With Bacon coming back and Jonathan Issac coming in, Florida State will have two former 5-star recruits in the same lineup. That hasn’t happened at FSU since Michael Snaer and Chris Singleton helped the team reach the Sweet 16 in 2011.

With 34 college games under his belt and world of athleticism, it’s hard to imagine that Bacon won’t be improved as a sophomore next season. Bacon is extremely tough to guard off the dribble, but can become a more consistent jump-shooter and make better decisions with the basketball.

Despite being a high school All-American, there is no guarantee that Isaac will replace Beasley’s scoring production from last season, but at 6-9, he’ll add more size and probably more rebounds. At four inches taller than Beasley, Isaac is also more of a match-up nightmare.

Replacing Bookert will also be a challenge for the Seminoles. Bookert not only led the team in 3-pointers made, but in steals as well. Replacing his defense will be a bit tougher, but on the perimeter, senior-to-be Benji Bell and incoming freshman Trent Forrest can both fill it up from deep.

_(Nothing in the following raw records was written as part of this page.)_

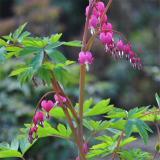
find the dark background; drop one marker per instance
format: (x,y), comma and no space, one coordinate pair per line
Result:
(138,21)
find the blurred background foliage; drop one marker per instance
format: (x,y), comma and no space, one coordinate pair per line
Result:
(138,21)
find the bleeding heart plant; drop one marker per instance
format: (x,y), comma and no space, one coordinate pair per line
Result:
(60,106)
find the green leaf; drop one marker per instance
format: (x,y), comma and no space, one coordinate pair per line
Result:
(44,74)
(56,55)
(23,35)
(140,125)
(24,144)
(104,125)
(158,100)
(132,112)
(8,38)
(117,113)
(18,31)
(36,60)
(61,75)
(2,54)
(10,153)
(27,73)
(53,45)
(100,108)
(55,37)
(49,65)
(73,43)
(30,50)
(2,42)
(116,135)
(94,124)
(62,130)
(87,125)
(6,146)
(127,140)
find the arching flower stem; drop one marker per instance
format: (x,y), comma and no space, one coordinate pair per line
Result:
(105,11)
(89,44)
(68,118)
(82,81)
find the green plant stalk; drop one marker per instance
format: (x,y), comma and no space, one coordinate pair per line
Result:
(69,104)
(155,155)
(68,118)
(118,144)
(105,11)
(82,83)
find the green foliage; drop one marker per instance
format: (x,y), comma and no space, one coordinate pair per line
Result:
(140,125)
(100,108)
(47,130)
(135,154)
(27,73)
(55,55)
(24,144)
(7,150)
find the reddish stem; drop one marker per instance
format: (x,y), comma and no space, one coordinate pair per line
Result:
(155,155)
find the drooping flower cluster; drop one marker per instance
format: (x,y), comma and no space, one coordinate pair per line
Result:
(47,106)
(38,116)
(85,58)
(106,36)
(84,147)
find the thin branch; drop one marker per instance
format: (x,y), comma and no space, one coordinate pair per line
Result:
(63,138)
(105,11)
(94,133)
(88,46)
(82,82)
(118,144)
(39,105)
(69,120)
(69,104)
(149,113)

Bell shot nearly 43 percent in limited action a season ago. Both will be candidates to replace Beasley at the starting shooting guard position. Beasley and Bookert combined to make 114 of FSU’s 220 3-pointers this season.

As it stands right now, it appears as though guard Xavier Rathan-Mayes will return for a junior season. With Beasley and Bacon entering the lineup this past season, Rathan-Mayes took a step back, but still has the potential to be an All-ACC caliber guard.

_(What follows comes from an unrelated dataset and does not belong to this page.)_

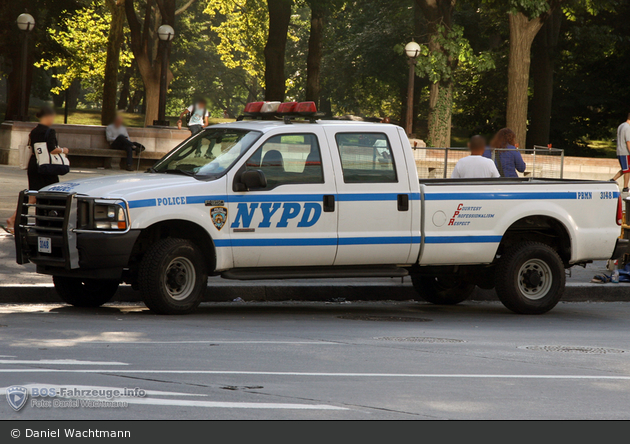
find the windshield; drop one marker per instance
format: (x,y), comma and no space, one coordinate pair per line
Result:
(209,153)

Rathan-Mayes is naturally a shoot-first guard, but has platooned into more of a facilitator for the Seminoles, ranking among the ACC’s leaders in assists. With C.J. Walker, who is more of a natural point guard, coming in behind him, Rathan-Mayes should be able to play more within himself next season.

The other two Seminoles that FSU will have to replace next season are slasher Montay Brandon and center Boris Bojanovsky, who are each graduating.

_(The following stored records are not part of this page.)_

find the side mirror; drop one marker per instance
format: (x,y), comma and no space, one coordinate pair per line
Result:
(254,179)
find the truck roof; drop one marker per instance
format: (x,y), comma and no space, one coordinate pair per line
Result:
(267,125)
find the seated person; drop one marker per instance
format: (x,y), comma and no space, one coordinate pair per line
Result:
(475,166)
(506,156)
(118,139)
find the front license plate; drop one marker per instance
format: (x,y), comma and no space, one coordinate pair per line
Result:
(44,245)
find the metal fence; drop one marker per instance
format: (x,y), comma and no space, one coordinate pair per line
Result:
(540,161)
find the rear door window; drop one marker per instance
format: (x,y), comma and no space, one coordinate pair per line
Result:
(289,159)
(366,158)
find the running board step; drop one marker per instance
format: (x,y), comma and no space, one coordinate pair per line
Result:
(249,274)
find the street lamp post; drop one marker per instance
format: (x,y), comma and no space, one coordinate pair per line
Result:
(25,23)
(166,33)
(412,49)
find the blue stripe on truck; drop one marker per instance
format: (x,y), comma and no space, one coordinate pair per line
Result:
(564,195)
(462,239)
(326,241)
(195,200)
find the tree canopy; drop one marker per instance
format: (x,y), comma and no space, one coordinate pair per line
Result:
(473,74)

Brandon is a solid defender, but had his worst statistical season offensively as a senior. Brandon averaged a career-low 3.2 points per game after a junior season in which he averaged nearly 12 points and a team-high 5.5 rebounds per game while shooting 54 percent from the field.

Bojanovsky on the other hand, enjoyed a career-year as a senior. Bojanovsky averaged career-highs of 6.1 points and 4.4 rebounds per game while ranking among the ACC’s leaders in blocks with 1.7 per contest.

At 7-3, it will be hard to replace Bojanovsky’s shot-blocking ability, but FSU should still have two 7-footers on the roster. Michael Ojo, a 7-1 center, will likely receive a redshirt after missing all of this season. Chris Koumadje is the tallest player to ever play for the Seminoles at 7-4.

Neither Ojo or Koumadje are as skilled offensively as Bojanovsky, but Ojo is much more stout on the inside. That was one of Bojanovsky’s biggest weaknesses. When it comes to blocking shots, Koumadje actually averaged more per minute than Bojanovsky last season.

Ojo and Koumadje however, won’t be the only ones getting some of the minutes left behind by Brandon and Bojanovsky. Jarquez Smith and Phil Cofer will each spend time at the power forward and center positions. Both are better athletes and better offensive options.

Smith, a 6-9 senior-to-be, averaged 5.1 points per game this season while shooting an efficient 55 percent from the field. Cofer, a 6-8 forward, appeared in just 11 games because of a foot injury, but as a freshman during the 2014-15 campaign, averaged nearly seven points and 4.5 rebounds.

As mentioned before, Beasley’s production will be tough to replace next season, but with the graduating senior trio of Bojanovsky, Brandon and Bookert, the biggest loss might be on the defensive end. That however, was an area where FSU struggled mightily across the board and can be fixed with better effort and communication.

With a recruiting class currently ranked 10th nationally, its leading scorer returning and two serviceable bigs returning from injury, there is reason to believe that Florida State can have a successful 2016-17 season. If that doesn’t happen, we all know who should and will get the blame.